Me being dumb (and how I learned to live with it)
One of the staffers here suggested to me that it was time to stop talking experimentation and place some bets. I said that I think we are making some moves, but that experimentation for innovation was critical. As I have thought more about it, some of the times I've been caught short by my short-sighted assumptions -- that my lens was the only way to view the possibilities -- have drifted back into my consciousness. And they have been a lesson to me not to assume that I "know" what works, without learning and exploring. Here are a couple of the more embarrassing ones:
* Back in the 90s, I didn't see the web as a huge threat to newspapers. I said that pages take too long to download. "I can read the entire newspaper in the time it takes to download half a dozen stories."
* About the same time, I told our publisher that we didn't need to worry about the classifieds. Our area is/was built on manufacturing jobs. Someone is going to search online for a textile mill job? Nah. (Fortunately, I wasn't in a position of any influence then.)
* Later, when we were pondering blogs, I asked our interactive specialist about their effect on traffic. He told me the value of blogs is not in page views but in the interactivity with visitors.

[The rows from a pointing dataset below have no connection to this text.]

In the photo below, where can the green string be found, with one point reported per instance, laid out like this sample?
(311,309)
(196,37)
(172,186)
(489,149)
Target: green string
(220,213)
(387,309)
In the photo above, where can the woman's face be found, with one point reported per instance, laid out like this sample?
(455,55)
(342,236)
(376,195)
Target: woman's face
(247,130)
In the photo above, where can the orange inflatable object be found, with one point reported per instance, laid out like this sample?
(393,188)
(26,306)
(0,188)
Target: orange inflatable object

* When I first heard that IM'ing was the communication medium of choice for teenagers, it seemed nutty. "Why don't you just pick up the phone?" I asked. Then I watched my teenagers participate in a dozen conversations at once via IM, and I understood.
* "You found your college roommate through Facebook?" I asked my rising freshman. "Yep, I went to the UNC page, scrolled through a lot of people's pages and found some girls I thought I might like and starting talking to them." "What," I thought, in a flash of insight I knew enough not to say aloud, "that's a community you're a member of!"
Stop experimentation? I don't think so. I hope I've learned not to discount the possibilities and opportunities of new technology. (What we want to do and what we're able to do are different things.)